Image & Video

Tomo-center: AI finds rotation axis with sub-pixel accuracy for synchrotron tomography

DINOv2 vision transformer achieves <1 pixel error, even with 10x fewer projections.

Deep Dive

Accurate rotation-axis alignment is critical for artifact-free reconstruction in parallel-beam synchrotron micro-tomography. Traditional methods like Vo's algorithm rely on sinogram features that fail on low-contrast or weakly absorbing samples. The new tomo-center method, presented by Songyuan Tang and colleagues, reframes center selection as a binary classification task. It uses a DINOv2-pretrained vision transformer with an attention-based multiple-instance learning head, fine-tuned end-to-end on tomographic images.
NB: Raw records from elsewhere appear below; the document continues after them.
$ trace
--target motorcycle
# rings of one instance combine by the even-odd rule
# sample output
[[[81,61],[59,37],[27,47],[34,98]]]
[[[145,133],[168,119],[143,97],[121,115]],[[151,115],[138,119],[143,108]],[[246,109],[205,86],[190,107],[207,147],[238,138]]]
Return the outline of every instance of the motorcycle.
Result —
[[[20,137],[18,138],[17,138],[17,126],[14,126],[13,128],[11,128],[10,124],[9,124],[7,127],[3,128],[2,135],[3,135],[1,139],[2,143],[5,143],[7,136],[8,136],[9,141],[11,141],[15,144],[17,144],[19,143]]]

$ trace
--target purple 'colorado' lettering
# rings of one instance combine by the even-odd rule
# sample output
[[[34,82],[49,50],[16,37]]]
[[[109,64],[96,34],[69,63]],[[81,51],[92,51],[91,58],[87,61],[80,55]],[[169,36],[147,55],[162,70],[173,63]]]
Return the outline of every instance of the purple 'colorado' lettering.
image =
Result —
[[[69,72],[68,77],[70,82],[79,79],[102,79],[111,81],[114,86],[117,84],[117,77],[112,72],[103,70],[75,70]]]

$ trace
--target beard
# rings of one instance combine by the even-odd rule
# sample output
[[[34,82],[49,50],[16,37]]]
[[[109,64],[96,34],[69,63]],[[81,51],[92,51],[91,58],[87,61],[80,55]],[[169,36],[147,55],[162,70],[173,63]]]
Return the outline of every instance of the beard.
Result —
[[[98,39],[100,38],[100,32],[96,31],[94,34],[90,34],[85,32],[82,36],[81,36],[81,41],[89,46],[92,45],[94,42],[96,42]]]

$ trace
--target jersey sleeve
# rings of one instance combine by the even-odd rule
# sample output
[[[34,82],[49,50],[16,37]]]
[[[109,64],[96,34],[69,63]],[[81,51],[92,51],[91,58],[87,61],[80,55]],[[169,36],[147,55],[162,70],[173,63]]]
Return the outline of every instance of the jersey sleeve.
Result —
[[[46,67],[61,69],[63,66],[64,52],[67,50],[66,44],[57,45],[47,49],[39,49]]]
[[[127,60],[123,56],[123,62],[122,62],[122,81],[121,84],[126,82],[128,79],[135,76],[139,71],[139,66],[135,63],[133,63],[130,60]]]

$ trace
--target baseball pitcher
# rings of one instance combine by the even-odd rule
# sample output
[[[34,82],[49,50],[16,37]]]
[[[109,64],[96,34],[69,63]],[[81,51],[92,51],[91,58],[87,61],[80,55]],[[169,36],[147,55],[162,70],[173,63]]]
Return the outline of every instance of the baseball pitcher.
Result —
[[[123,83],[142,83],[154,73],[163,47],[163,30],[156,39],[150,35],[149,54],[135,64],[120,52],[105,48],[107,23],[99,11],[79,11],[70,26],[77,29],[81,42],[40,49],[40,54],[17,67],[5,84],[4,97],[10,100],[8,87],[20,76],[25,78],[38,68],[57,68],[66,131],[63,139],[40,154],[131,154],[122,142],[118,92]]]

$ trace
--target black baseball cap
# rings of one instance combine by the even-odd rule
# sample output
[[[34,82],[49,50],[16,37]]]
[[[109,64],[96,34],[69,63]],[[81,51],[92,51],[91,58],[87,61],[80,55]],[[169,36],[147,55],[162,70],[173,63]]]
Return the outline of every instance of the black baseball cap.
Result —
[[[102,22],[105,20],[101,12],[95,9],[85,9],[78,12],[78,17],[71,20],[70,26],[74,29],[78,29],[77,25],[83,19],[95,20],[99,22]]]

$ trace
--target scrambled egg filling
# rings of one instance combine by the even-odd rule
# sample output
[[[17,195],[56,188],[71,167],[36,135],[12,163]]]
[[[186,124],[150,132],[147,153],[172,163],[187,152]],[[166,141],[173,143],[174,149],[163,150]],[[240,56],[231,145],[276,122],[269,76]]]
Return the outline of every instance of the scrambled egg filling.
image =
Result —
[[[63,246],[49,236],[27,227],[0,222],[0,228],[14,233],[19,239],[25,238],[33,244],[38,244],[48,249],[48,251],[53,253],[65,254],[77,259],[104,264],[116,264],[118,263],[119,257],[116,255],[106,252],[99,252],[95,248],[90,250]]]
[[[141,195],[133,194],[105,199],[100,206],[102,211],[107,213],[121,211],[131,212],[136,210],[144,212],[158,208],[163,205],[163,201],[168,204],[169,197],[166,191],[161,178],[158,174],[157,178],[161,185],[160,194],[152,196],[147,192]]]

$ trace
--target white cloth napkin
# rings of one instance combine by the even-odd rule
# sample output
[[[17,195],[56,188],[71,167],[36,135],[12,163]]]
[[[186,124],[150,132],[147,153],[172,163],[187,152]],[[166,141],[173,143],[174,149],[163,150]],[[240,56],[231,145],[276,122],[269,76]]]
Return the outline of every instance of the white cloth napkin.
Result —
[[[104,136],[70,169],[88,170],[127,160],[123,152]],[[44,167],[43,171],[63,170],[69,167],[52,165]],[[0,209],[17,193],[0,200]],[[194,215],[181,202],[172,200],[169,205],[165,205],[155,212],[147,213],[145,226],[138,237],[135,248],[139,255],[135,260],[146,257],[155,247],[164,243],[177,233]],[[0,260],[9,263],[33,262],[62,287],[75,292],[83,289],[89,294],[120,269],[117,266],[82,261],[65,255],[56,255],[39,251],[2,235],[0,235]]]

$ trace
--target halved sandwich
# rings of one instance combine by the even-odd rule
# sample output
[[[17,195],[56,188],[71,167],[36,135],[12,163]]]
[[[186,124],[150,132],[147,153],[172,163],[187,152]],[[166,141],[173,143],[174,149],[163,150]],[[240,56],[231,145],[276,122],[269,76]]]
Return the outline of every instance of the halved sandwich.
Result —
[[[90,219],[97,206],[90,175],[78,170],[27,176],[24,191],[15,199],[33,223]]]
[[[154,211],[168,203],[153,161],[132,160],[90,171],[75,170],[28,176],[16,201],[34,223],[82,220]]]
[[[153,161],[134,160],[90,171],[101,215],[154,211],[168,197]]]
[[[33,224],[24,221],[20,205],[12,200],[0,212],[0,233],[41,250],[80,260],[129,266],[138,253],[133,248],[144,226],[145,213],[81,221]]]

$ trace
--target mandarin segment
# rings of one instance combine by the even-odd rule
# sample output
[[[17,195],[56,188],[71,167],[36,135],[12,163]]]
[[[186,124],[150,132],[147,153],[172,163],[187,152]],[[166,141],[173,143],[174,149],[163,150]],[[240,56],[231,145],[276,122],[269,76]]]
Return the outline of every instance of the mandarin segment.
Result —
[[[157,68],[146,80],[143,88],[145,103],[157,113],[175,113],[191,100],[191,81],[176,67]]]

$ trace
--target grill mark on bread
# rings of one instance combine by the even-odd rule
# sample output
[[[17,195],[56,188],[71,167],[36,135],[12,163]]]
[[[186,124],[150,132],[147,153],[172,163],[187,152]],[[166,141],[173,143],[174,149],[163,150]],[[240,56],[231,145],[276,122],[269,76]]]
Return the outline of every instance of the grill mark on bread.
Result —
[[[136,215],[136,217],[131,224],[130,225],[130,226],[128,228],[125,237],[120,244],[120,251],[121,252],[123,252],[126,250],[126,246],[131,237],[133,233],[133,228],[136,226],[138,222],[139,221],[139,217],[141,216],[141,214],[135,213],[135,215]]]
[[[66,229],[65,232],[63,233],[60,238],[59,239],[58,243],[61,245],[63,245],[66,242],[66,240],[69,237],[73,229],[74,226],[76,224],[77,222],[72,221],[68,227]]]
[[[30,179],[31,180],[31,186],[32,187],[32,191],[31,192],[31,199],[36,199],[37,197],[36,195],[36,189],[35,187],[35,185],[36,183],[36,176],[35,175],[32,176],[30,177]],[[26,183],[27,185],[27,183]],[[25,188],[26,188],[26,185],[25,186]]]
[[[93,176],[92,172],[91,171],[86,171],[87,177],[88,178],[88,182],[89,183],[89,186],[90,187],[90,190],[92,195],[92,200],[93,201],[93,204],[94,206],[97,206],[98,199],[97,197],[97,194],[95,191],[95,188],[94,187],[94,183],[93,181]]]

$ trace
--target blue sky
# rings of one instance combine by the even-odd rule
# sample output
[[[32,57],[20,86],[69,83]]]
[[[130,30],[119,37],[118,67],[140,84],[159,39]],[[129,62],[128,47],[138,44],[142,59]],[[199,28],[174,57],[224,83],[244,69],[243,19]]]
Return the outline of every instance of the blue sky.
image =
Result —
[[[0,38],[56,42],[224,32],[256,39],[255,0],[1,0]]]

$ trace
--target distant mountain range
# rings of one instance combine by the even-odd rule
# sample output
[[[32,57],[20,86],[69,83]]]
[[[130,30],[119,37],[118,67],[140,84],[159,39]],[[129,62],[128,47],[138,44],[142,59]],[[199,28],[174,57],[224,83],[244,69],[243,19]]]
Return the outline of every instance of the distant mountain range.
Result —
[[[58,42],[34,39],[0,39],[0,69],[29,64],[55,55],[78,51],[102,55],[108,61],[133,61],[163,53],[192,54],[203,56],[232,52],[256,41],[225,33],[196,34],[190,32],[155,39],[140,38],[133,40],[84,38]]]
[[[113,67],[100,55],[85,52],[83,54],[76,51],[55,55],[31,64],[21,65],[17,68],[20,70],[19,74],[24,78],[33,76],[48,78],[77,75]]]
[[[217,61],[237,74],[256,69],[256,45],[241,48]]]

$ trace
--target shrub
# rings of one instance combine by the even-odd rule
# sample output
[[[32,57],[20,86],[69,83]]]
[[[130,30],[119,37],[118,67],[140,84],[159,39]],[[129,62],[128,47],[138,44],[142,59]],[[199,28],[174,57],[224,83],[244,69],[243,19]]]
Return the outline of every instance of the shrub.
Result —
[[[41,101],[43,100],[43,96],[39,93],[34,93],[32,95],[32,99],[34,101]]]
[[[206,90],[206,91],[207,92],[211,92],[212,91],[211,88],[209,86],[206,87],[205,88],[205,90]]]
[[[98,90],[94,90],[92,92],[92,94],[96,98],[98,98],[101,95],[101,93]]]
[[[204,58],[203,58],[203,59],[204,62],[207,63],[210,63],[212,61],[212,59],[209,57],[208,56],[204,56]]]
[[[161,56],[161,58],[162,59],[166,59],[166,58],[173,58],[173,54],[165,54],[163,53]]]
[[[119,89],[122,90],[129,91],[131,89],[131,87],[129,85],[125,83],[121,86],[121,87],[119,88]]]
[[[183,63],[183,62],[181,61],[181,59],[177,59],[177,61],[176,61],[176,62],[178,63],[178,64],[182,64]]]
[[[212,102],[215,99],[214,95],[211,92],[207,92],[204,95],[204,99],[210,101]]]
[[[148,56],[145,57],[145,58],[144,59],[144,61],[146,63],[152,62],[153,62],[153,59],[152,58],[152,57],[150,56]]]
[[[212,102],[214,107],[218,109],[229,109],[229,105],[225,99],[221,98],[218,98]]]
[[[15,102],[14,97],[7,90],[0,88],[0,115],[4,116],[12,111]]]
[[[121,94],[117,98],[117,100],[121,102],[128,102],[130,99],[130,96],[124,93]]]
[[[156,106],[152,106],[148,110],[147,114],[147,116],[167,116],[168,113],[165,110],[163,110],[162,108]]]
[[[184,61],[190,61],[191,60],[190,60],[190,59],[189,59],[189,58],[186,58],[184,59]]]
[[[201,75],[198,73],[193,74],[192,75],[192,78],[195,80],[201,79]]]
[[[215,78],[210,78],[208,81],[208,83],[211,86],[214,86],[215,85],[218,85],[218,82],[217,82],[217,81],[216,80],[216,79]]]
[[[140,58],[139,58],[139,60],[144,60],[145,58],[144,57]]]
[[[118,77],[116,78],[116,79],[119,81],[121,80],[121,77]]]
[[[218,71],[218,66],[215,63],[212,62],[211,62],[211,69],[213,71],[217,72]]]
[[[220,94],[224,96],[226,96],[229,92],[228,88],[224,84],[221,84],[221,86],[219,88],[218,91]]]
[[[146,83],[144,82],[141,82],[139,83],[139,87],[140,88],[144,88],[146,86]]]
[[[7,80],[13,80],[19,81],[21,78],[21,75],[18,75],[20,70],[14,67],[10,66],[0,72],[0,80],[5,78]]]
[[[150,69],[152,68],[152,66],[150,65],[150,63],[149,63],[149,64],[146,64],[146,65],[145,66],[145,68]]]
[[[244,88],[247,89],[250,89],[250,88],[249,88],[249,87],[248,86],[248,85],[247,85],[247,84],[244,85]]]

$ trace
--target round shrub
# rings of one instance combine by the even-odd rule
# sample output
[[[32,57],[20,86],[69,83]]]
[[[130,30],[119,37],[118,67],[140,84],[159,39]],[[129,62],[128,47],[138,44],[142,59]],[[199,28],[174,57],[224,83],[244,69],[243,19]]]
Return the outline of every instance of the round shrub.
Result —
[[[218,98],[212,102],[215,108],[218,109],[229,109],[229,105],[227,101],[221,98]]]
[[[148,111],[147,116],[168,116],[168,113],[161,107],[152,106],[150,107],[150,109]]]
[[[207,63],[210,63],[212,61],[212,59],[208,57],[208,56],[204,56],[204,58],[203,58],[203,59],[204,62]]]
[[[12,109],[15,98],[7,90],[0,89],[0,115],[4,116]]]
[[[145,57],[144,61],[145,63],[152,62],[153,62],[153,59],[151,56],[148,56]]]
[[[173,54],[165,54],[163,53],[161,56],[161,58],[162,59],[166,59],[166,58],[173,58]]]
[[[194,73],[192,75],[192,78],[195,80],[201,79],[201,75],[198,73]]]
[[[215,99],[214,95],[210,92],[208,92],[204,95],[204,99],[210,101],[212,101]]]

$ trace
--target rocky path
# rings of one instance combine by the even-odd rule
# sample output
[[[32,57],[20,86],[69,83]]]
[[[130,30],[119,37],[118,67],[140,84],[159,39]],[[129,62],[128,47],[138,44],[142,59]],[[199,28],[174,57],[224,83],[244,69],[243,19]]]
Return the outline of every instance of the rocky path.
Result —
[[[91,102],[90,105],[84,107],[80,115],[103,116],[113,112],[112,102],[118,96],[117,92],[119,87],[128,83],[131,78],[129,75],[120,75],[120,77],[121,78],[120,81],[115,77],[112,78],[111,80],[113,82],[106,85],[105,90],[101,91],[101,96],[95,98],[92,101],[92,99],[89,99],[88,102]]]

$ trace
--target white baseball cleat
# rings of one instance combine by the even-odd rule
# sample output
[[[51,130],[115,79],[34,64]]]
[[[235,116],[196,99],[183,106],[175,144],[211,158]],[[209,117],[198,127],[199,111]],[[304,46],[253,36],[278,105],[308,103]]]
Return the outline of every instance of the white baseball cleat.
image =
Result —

At inference, the algorithm sweeps through candidate centers, reconstructs a stack of tomograms, and picks the optimal one.

The team tested tomo-center on two independent datasets, consistently achieving a mean absolute error below 1 pixel. Crucially, it remained robust under sparse or noisy acquisitions: performance held steady when the number of projections was reduced by a factor of 10, and when Poisson noise (via blank scan factor) was amplified 10-fold. Interpretability maps showed which continuous spatial features drive classification. The tool is now delivered as an open-source command-line tool, and has been integrated into several tomography software packages for routine beamline operations, promising sharper 3D reconstructions across biology, materials science, and geophysics.

Key Points
  • DINOv2-pretrained vision transformer with attention-based multiple-instance learning achieves <1 pixel mean absolute error on rotation-axis center detection.
  • Robust to extreme degradation: consistently accurate with up to 10x fewer projections or 10x higher Poisson noise.
  • Open-source command-line tool (tomo-center) already integrated into major synchrotron tomography software packages.

Why It Matters

Enables artifact-free 3D reconstructions of low-contrast samples, accelerating synchrotron research in biology and materials science.